2地域居住 ─富士山と東京、行ったり来たり─
東京から約100km離れた富士山の北麓で暮らしながら、週の半分近くは仕事で東京へ。そんな2地域居住を続ける研究所スタッフのブログです。過去50回にわたって連載したブログ「富士山麓通信」の続編となる今シリーズでは、時折り都会の出来事も織り交ぜながら、暮らしのあれこれを綴ります。

7.富士山の日

2019年03月27日

東京から富士北麓への移住を決めるとき、麓から仰ぎ見る富士山の大きさと美しさが大きなポイントになりました。そして、毎日富士山を眺めては、「今日の富士山はやさしい表情」だの「今日の富士山は荘厳な感じ」だのと、感動しながら暮らしてきました。
しかし、地元の人たちはもっと淡々としたもの。富士山は常にそこにあって空気のようなものだから、当たり前といえば当たり前なのかもしれません。そんな地元の人でも、2月23日(223=フジサン)は特別な日。今回は、富士山の日の様子と富士山にまつわる諸々を綴ります。

223は、フジサンの日

山梨県では、県の条例で2月23日を「富士山の日」と定めています(平成23年12月22日公布)。その目的を要約すると、「日本の象徴である富士山への理解と関心を深め、その恵みに感謝し、愛する心を育み、保護や適正な利用を図ることで富士山の豊かな自然と美しい景観、歴史や文化を後世に引き継ぐ」こと。同年同日に公布された「富士山憲章」とともに、富士山に向き合う指針となっています。

「富士山憲章」の中で私が最も惹かれる箇所は、「富士山は、自然、景観、歴史・文化のどれひとつをとっても、人間社会を写し出す鏡であり、富士山と人との共生は、私たちの最も重要な課題」というところ。富士山を「自然」と置き換えれば、この言葉は富士山麓に住む人だけでなく人類共通の課題ともとらえられそうです。

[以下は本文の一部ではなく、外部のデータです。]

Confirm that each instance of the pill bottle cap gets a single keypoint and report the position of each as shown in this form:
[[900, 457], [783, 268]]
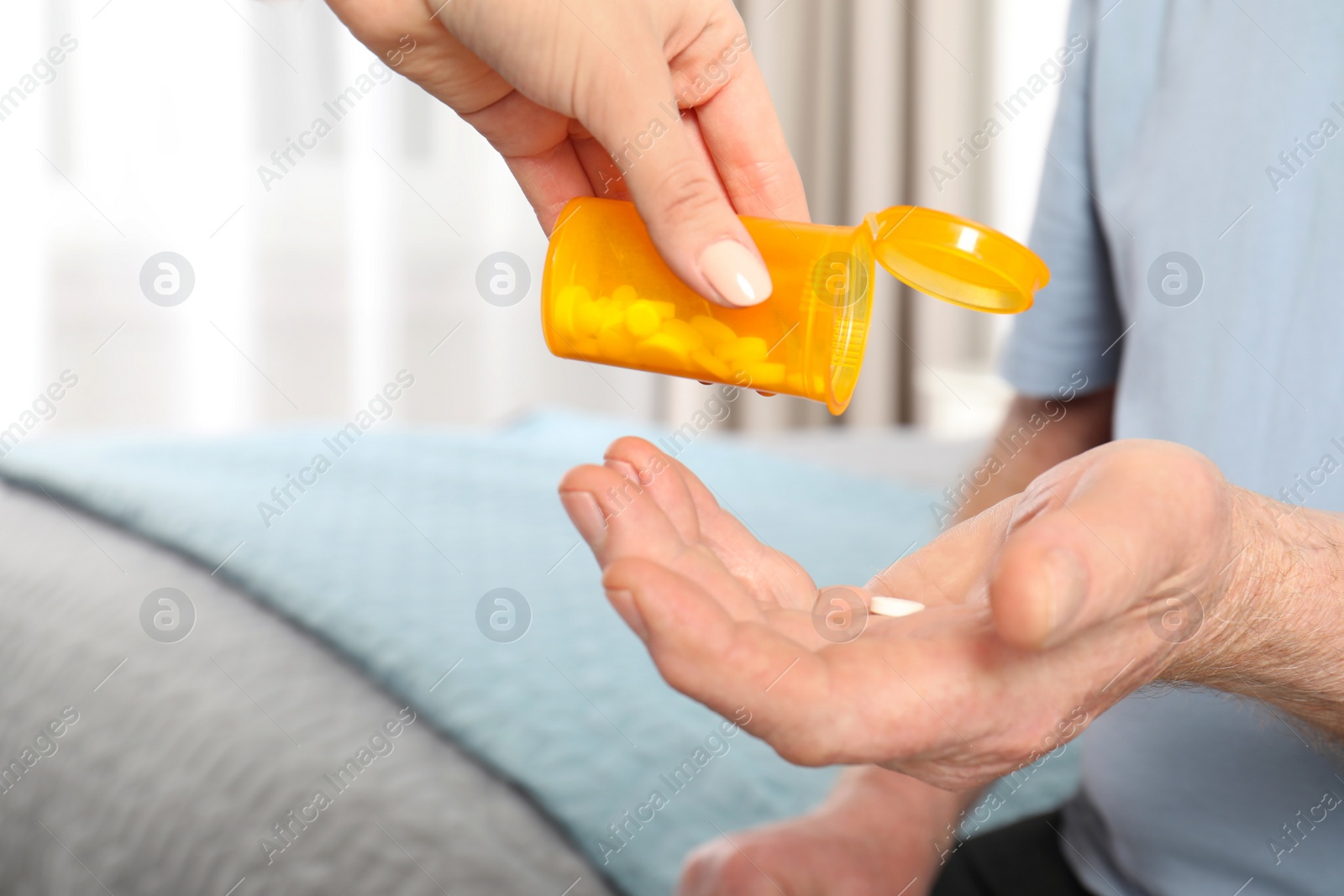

2月23日には、地元のあちこちでお祭りやマルシェなどのイベントが目白押し。美術館や多くの施設で、入場料が無料または割引きになります。
まずは、「ふじさん祭り」が開催される地元の「道の駅なるさわ」へ。地元産のじゃがいも料理や鳴沢菜の混ぜごはんなどが無料でふるまわれ、長い行列ができていました。

続いて、同じ敷地内の「なるさわ富士山博物館」へ。ここでは、富士山の日を記念して、富士山の湧き水で淹れたコーヒーやブルーベリージュースを無料サービス。ブルーベリーも、当地の特産品です。

富士河口湖町の「富士山世界遺産センター」では、マルシェを開催。地元の樹々で作った木工小物、富士桜ポークのソーセージ、自家焙煎のコーヒー、お麩屋さん、似顔絵描き、豆本、福祉作業所に通う人たちの手作り品、鹿皮をなめして漆で加工した甲州印伝、手編みの竹ザルなどなど、盛りだくさん。
古本の再活用で知られる「バリューブックス」のBOOK BUSも来ていて、親子連れやお年寄りで賑わっていました。

「県立富士山科学研究所」へも足を運んでみました。子どもが小さいころはよく一緒に通い、その後は野草手漉き和紙の講座など、いろいろ教えてもらったところです。

久しぶりに行ってみると、当時はなかった富士山の動物の剥製も。家の近くで見かけてもなかなか写真には撮れなかったアカゲラ(キツツキの一種)やテン、キジなどもいたので、剥製ですがご紹介します。

※テン

※アカゲラ

毎日が、富士山の日

県の定めた条例では、「富士山の日」は2月23日ですが、私の場合は、毎日が富士山の日。というワケで、ここからは年間を通してとらえた富士山周辺のさまざまな姿をご紹介します。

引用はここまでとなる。